The project study focuses on creating and maintaining quality of life and sustainable growth in the region with an emphasis on refocusing the local zoning ordinances and subdivision rules and regulations. The region to be studied includes seven counties—three in Tennessee and four in Georgia. Sustainable growth would address community issues in quality of life and growth. The project goals are: continue to allow food to be grown locally; clean surface water and recharge storm water runoff; conserve water due to recent regional drought conditions; provide for multiple mass transportation options; reduce air pollutants; create convenient and cost effective recycling solutions; define appropriate building zones; plan for open space and parkland; and promote energy efficiency.
SDAT study linked to Climate Protection Agreement
Steve Haase, AIA, LEED AP, of Chattanooga-based franklin|architects, is the chairman of the steering committee on the project, and was president of AIA Chattanooga when the SDAT announcement came out. Haase says the SDAT project study was linked from the beginning to the Climate Protection Agreement.
“I made an announcement in 2006 at our monthly meeting and ended up with eight architects and regional planners who were interested,” Haase says. “We thought it would be a good idea to explore. We had a brainstorming session and invited people to join us. There wasn’t time, however, to get a proposal together. But this past June I sent a notice that we would meet to get out a proposal.”
Once Volkswagen made the announcement it was going to create a new manufacturing facility, Haase and team thought it was a perfect opportunity to generate its proposal, with the Volkswagen facility being the focus of the project study. “We just had to put parameters on it,” Haase recalls. “We wanted to make sure that if the proposal was accepted, whoever came to town would know that the city of Chattanooga and the region had signed the mayor’s Climate Protection Agreement. We wanted to make sure that any recommendations factored that into the equation.”
Haase cites auto manufacturing plants in Greenville, S.C., and Spring Hill, Tenn., as projects that have grown beyond what was envisioned over 10 years ago. “While Volkswagen will create 2,000 jobs, there will be other jobs, such as suppliers, associated with the overall growth. It becomes an exponential growth equation. For every worker at the Volkswagen plant you end up with another three-and-a-half workers within the region.”

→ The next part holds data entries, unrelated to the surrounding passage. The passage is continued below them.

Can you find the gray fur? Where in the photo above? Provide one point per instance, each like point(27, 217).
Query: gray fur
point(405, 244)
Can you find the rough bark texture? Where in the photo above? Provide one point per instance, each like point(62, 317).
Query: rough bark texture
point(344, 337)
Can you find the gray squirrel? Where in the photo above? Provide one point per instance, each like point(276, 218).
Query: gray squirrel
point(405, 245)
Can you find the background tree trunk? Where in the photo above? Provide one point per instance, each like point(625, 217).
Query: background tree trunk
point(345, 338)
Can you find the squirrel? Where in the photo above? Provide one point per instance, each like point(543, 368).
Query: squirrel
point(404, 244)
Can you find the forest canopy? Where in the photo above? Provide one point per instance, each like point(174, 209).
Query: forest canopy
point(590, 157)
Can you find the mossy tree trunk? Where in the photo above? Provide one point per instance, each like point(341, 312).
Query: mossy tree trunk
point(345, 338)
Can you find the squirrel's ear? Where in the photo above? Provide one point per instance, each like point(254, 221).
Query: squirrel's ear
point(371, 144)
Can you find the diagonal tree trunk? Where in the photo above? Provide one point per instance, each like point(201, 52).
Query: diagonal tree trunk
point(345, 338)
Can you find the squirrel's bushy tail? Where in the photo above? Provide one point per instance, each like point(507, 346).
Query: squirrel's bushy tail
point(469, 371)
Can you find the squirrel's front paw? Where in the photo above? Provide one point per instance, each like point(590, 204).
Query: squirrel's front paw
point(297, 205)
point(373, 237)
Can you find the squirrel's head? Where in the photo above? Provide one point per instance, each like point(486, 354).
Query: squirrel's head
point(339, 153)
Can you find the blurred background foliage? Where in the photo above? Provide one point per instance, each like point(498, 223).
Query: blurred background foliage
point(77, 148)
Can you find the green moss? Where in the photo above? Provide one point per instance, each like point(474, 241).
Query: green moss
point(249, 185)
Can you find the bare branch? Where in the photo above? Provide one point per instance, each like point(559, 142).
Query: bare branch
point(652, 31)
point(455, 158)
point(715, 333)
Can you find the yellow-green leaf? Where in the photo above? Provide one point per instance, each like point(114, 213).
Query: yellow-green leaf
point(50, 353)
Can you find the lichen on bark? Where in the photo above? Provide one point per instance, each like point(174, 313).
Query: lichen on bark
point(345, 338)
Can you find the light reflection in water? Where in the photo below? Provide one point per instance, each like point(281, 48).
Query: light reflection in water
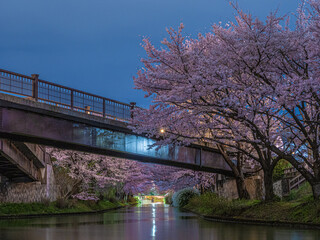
point(150, 222)
point(153, 232)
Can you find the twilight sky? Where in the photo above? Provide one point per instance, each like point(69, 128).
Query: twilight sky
point(95, 45)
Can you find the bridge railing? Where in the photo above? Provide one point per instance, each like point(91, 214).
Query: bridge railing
point(54, 94)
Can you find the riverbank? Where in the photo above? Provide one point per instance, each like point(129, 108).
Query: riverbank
point(298, 210)
point(71, 207)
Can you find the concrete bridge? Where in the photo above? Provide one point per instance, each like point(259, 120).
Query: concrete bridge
point(40, 112)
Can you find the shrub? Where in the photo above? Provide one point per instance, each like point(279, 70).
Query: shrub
point(182, 197)
point(61, 203)
point(168, 198)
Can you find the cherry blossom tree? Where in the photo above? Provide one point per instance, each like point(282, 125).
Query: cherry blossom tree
point(249, 86)
point(87, 173)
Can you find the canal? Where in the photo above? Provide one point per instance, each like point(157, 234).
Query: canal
point(154, 222)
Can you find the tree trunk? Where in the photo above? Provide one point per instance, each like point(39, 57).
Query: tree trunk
point(268, 184)
point(241, 188)
point(316, 190)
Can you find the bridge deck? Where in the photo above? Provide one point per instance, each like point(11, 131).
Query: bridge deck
point(28, 120)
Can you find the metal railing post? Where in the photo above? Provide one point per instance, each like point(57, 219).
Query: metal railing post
point(132, 106)
point(104, 107)
point(35, 86)
point(71, 102)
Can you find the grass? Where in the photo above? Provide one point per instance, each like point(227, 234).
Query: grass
point(297, 207)
point(70, 206)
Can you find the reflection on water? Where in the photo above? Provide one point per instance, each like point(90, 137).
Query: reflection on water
point(155, 222)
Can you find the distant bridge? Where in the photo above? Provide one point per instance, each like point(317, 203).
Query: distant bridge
point(41, 112)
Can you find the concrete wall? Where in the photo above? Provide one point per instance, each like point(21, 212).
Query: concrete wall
point(31, 191)
point(254, 186)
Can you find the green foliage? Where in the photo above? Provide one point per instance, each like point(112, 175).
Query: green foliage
point(183, 196)
point(303, 193)
point(168, 198)
point(60, 206)
point(278, 171)
point(210, 204)
point(300, 208)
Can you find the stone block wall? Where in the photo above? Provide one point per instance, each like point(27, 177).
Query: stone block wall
point(29, 192)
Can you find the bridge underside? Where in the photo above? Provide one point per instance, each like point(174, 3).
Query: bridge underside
point(16, 165)
point(54, 127)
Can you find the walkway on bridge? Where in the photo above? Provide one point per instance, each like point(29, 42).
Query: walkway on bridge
point(63, 117)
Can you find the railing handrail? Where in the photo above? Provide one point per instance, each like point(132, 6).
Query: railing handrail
point(36, 81)
point(17, 74)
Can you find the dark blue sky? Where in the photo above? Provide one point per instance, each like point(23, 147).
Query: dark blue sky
point(95, 45)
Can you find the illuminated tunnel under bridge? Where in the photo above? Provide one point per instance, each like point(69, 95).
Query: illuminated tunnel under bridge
point(29, 120)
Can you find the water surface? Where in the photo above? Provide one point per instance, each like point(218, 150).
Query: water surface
point(154, 222)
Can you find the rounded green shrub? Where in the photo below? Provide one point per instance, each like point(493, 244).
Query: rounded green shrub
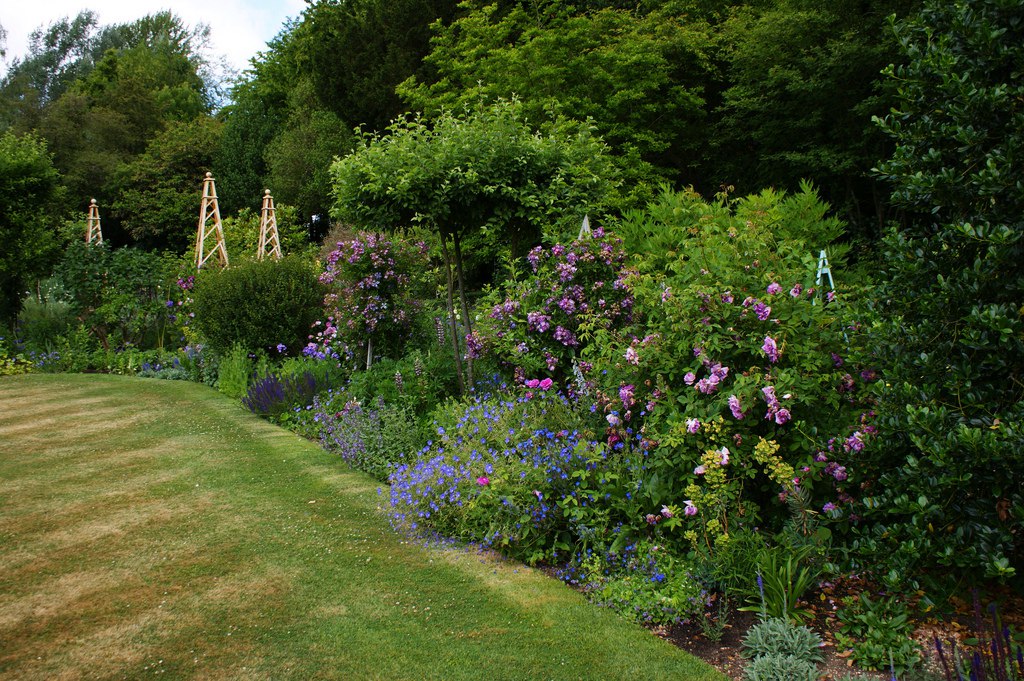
point(777, 637)
point(263, 305)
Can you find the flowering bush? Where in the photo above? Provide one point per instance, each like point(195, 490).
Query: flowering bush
point(540, 324)
point(370, 299)
point(522, 474)
point(257, 304)
point(740, 386)
point(643, 582)
point(372, 438)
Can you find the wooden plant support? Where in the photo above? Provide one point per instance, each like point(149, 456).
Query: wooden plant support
point(93, 235)
point(210, 227)
point(269, 241)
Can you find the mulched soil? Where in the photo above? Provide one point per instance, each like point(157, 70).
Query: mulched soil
point(725, 654)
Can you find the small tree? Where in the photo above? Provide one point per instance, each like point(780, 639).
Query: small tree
point(483, 170)
point(950, 488)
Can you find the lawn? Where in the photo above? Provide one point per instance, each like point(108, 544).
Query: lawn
point(156, 528)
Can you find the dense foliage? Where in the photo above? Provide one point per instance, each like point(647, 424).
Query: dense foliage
point(677, 409)
point(260, 305)
point(30, 190)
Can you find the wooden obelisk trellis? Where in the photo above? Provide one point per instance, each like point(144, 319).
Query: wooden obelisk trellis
point(210, 227)
point(269, 242)
point(93, 235)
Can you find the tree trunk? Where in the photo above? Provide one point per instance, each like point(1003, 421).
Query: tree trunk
point(462, 300)
point(451, 311)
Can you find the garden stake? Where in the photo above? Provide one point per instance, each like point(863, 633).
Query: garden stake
point(210, 213)
point(93, 235)
point(269, 242)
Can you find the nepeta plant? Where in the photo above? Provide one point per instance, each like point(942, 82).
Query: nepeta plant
point(521, 474)
point(739, 374)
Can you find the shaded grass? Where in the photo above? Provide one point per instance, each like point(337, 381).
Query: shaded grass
point(154, 527)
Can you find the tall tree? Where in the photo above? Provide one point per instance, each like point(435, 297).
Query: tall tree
point(803, 83)
point(950, 469)
point(30, 196)
point(640, 74)
point(259, 109)
point(463, 174)
point(158, 190)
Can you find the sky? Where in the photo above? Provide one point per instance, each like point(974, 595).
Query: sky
point(239, 29)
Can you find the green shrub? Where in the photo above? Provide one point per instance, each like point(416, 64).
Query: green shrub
point(780, 668)
point(11, 364)
point(259, 305)
point(238, 369)
point(643, 583)
point(44, 317)
point(738, 365)
point(879, 633)
point(779, 637)
point(947, 485)
point(784, 573)
point(120, 295)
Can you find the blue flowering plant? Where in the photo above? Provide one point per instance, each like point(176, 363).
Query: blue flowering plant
point(520, 472)
point(371, 299)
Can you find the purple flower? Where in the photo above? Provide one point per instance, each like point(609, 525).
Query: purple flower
point(474, 345)
point(565, 337)
point(538, 322)
point(737, 412)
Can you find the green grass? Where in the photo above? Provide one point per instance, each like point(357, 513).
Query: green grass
point(155, 528)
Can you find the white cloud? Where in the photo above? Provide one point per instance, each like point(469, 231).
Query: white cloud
point(239, 28)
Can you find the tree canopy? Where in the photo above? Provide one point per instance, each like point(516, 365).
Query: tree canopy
point(953, 298)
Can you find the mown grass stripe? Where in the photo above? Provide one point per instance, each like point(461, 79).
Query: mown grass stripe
point(156, 527)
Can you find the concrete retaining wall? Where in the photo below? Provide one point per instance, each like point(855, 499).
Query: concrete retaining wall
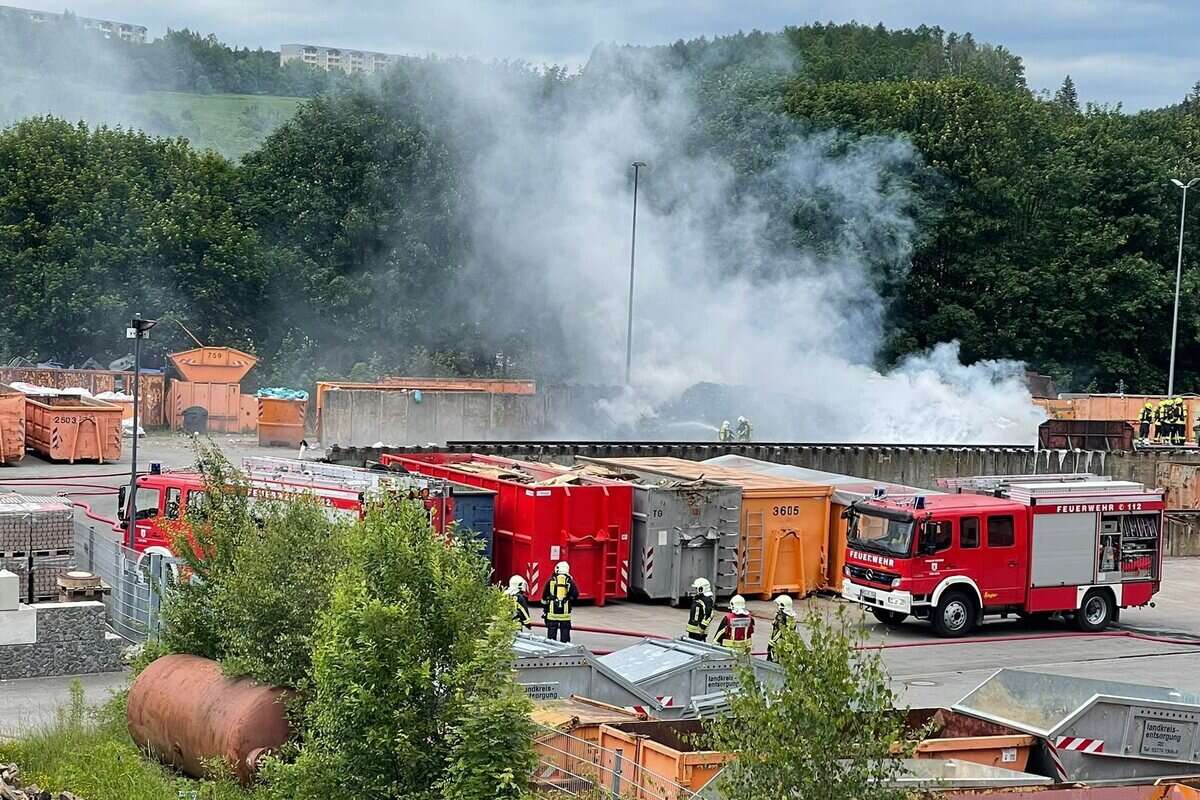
point(71, 639)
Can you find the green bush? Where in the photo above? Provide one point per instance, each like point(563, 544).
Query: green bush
point(265, 575)
point(413, 692)
point(829, 733)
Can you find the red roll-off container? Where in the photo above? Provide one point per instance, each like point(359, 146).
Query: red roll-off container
point(541, 522)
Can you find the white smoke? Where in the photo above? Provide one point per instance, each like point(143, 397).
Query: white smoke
point(719, 294)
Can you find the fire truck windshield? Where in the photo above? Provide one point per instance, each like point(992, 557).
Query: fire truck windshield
point(877, 534)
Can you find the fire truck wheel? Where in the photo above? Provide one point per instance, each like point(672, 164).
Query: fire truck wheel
point(1097, 611)
point(892, 619)
point(955, 614)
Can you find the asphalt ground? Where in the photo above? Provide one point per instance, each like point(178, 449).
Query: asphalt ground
point(1156, 645)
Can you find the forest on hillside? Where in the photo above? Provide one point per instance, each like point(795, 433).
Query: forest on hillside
point(891, 190)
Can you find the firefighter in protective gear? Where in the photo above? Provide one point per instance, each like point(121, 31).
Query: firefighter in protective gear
point(1180, 432)
point(736, 629)
point(785, 621)
point(519, 590)
point(1163, 421)
point(700, 615)
point(557, 599)
point(1145, 420)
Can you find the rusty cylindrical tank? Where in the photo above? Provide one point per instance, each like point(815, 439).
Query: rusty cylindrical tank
point(185, 711)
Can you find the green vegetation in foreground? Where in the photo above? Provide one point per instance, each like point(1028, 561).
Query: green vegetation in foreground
point(232, 125)
point(89, 752)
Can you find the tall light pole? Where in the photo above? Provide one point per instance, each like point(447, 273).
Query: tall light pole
point(138, 330)
point(1179, 274)
point(633, 248)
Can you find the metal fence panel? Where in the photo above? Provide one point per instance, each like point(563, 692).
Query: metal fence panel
point(138, 581)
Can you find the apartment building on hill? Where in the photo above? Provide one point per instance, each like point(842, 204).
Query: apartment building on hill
point(334, 58)
point(108, 28)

Haase believes the issues that the SDAT project study are going to address will reduce the region’s greenhouse gas emissions. “I don’t know that it will help us get down to levels that the Climate Protection Agreement states because we are going to be growing by adding jobs and facilities, but at the same time we need to be reducing our greenhouse gas emissions,” he says. “But letting the community grow while reducing greenhouse emissions will be a challenge."